A URIHI reverteu também a elevada taxa de mortalidade infantil
na Terra Indígena Yanomami. Para isso, passou a realizar
acompanhamento sistemático do crescimento e do desenvolvimento
das crianças com menos de cinco anos de idade, em sua maioria
vítimas de acentuado grau de desnutrição (peso
inferior em 60% ao normal para a faixa etária). Nos últimos
três anos, o coeficiente anual de mortalidade infantil caiu
em 63%. Isso significa que comparando esse coeficiente com os de
1998, foi constatado que, de 161 a cada mil habitantes, por ano,
a média do primeiro semestre de 2003 foi de 45,7/mil habitantes.
Até maio de 2003, a URIHI prestava assistência direta
a 6.011 yanomami (44,52% da população estimada), distribuídos
em 142 comunidades de nove diferentes regiões.
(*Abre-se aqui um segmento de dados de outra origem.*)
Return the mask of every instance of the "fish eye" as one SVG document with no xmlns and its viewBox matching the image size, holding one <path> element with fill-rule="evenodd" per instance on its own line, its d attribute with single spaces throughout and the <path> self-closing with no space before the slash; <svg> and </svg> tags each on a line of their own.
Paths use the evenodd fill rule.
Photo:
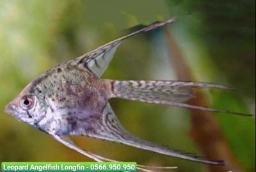
<svg viewBox="0 0 256 172">
<path fill-rule="evenodd" d="M 20 99 L 20 104 L 21 107 L 22 107 L 24 109 L 31 109 L 34 105 L 34 100 L 32 97 L 29 95 L 26 95 Z"/>
</svg>

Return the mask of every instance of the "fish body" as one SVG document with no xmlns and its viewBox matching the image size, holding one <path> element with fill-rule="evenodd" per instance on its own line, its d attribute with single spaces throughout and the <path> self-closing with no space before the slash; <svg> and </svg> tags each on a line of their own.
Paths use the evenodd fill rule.
<svg viewBox="0 0 256 172">
<path fill-rule="evenodd" d="M 223 165 L 145 141 L 129 132 L 112 110 L 109 99 L 122 98 L 213 112 L 230 113 L 192 106 L 193 88 L 225 86 L 177 81 L 115 81 L 100 79 L 115 51 L 124 40 L 174 21 L 171 18 L 106 43 L 69 61 L 59 64 L 31 82 L 6 106 L 6 113 L 46 132 L 57 141 L 97 161 L 115 161 L 84 150 L 65 136 L 86 136 L 189 160 Z M 233 113 L 238 114 L 241 113 Z M 145 171 L 144 166 L 139 169 Z M 164 168 L 161 167 L 160 168 Z"/>
</svg>

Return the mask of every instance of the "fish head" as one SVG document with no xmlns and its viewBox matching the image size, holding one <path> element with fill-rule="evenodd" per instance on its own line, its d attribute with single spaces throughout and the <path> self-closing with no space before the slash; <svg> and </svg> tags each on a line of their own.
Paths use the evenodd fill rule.
<svg viewBox="0 0 256 172">
<path fill-rule="evenodd" d="M 42 98 L 35 82 L 30 82 L 12 101 L 5 106 L 5 112 L 18 120 L 36 125 L 45 115 L 47 108 L 45 100 Z"/>
</svg>

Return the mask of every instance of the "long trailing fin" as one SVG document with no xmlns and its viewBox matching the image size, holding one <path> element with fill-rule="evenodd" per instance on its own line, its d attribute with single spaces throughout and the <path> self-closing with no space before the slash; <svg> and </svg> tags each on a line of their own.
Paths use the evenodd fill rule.
<svg viewBox="0 0 256 172">
<path fill-rule="evenodd" d="M 137 34 L 155 29 L 169 23 L 172 23 L 175 20 L 174 18 L 163 22 L 154 22 L 145 27 L 138 31 L 134 31 L 123 37 L 118 38 L 115 40 L 110 42 L 91 52 L 89 52 L 80 57 L 75 58 L 67 62 L 68 65 L 77 66 L 78 67 L 86 68 L 93 73 L 101 76 L 108 67 L 108 64 L 111 61 L 114 54 L 118 46 L 124 40 L 129 37 L 134 36 Z"/>
<path fill-rule="evenodd" d="M 234 90 L 221 84 L 172 81 L 113 81 L 106 80 L 111 85 L 111 97 L 122 98 L 140 102 L 173 106 L 214 113 L 229 113 L 243 116 L 253 114 L 216 109 L 184 103 L 193 98 L 193 88 L 215 88 Z"/>
<path fill-rule="evenodd" d="M 79 148 L 77 145 L 76 145 L 68 137 L 64 136 L 58 136 L 55 134 L 51 135 L 54 139 L 57 140 L 58 141 L 61 143 L 66 146 L 73 149 L 80 153 L 93 159 L 97 162 L 118 162 L 119 160 L 116 160 L 112 159 L 106 158 L 102 156 L 92 153 L 88 151 L 83 150 Z M 152 171 L 148 169 L 175 169 L 177 167 L 170 167 L 170 166 L 143 166 L 140 164 L 137 164 L 137 168 L 143 171 L 146 172 L 155 172 L 154 171 Z"/>
<path fill-rule="evenodd" d="M 81 125 L 77 126 L 69 134 L 86 136 L 114 141 L 142 150 L 194 162 L 214 165 L 224 164 L 224 162 L 221 160 L 210 160 L 195 155 L 182 153 L 180 151 L 150 143 L 134 136 L 122 125 L 109 103 L 104 107 L 100 119 L 100 120 L 95 121 L 95 123 L 91 126 L 90 132 L 88 132 L 86 129 L 84 129 L 84 126 Z"/>
</svg>

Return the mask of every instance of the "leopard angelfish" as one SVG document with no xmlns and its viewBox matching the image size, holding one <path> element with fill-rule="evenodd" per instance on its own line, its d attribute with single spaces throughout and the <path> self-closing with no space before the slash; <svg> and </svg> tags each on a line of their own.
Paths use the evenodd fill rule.
<svg viewBox="0 0 256 172">
<path fill-rule="evenodd" d="M 205 164 L 224 165 L 141 139 L 118 121 L 109 100 L 121 98 L 216 113 L 230 112 L 186 104 L 193 88 L 229 87 L 213 83 L 177 81 L 116 81 L 100 79 L 118 46 L 127 38 L 175 20 L 154 22 L 88 53 L 60 63 L 31 82 L 5 108 L 7 113 L 44 131 L 69 148 L 97 161 L 115 161 L 77 146 L 68 136 L 85 136 L 125 144 L 168 156 Z M 146 171 L 147 166 L 138 165 Z M 161 167 L 158 167 L 160 168 Z M 168 167 L 162 167 L 168 168 Z"/>
</svg>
A partir de
junho, a URIHI expandiu seu trabalho, a pedido da FUNASA, para 16
regiões, abrangendo 7.110 índios, o equivalente a
52,6% da população total dos Yanomami no Brasil. O
convênio atual da URIHI com a FUNASA vigora até abril
de 2004. Sua renovação encontra-se hoje ameaçada
pela decisão governamental de voltar a um sistema de execução
direta da assistência em saúde pela FUNASA na Terra
Indígena Yanomami.
Yanomami
esperam que Justiça determine a saída de fazendeiros
do igarapé Repartimento
Os
Yanomami iniciam 2004 com expectativa que a Justiça Federal
decida favoravelmente às suas comunidades da região
do Ajarani (igarapé Repartimento) indevidamente ocupada por
fazendeiros. Estes invasores recorreram à Justiça
para garantir sua permanência nas terras Yanomami, embora
toda a documentação histórica comprove que
a região é ocupada por este povo indígena pelo
menos desde o começo do século passado . Os Yanomami
do Ajarani reivindicam na Justiça Federal respeito aos limites
da Terra Indígena Yanomami, demarcada em 1991 e homologada
em 1992.
Hoje, a área do igarapé Repartimento (Ajarani) é
objeto de disputa entre índios e fazendeiros em ação
judicial que tramita no Tribunal Regional Federal e aguarda decisão
pela 5ª Turma. O julgamento, marcado para setembro de 2004,
foi adiado com o pedido de vista apresentado pelo desembargador
João Batista Moreira.
Há mais de 13 anos está se arrastando no Judiciário
este processo de extrusão da Terra Indígena Yanomami.
Desde, então, os agricultores e fazendeiros têm se
revelado uma ameaça constante à integridade ambiental
da área indígena e ao bem estar das comunidades indígenas.
O desmatamento e as continuadas práticas de limpeza com fogo
das áreas de plantio e de pastos têm tido efeitos desastrosos
sobre o equilíbrio ambiental da região. Os grandes
incêndios que afetaram Roraima nos últimos anos resultaram,
em grande parte, dessas práticas rudimentares e altamente
destrutivas.
O impacto dos desmatamentos e das queimadas causou uma redução
drástica da caça, indispensável à alimentação
da população indígena. No período das
chuvas, o lixo produzido pelas fazendas é arrastado para
os rios, poluindo as águas e agravando os problemas de saúde
dos Yanomami na região. A convivência com a população
não-indígena indo e vindo das cidades (Boa Vista,
Caracaraí) e das vilas locais induz também uma constante
transmissão de doenças às comunidades indígenas.
Finalmente, na tentativa de cooptar os índios, os fazendeiros
oferecem-lhes também regularmente bebidas alcoólicas.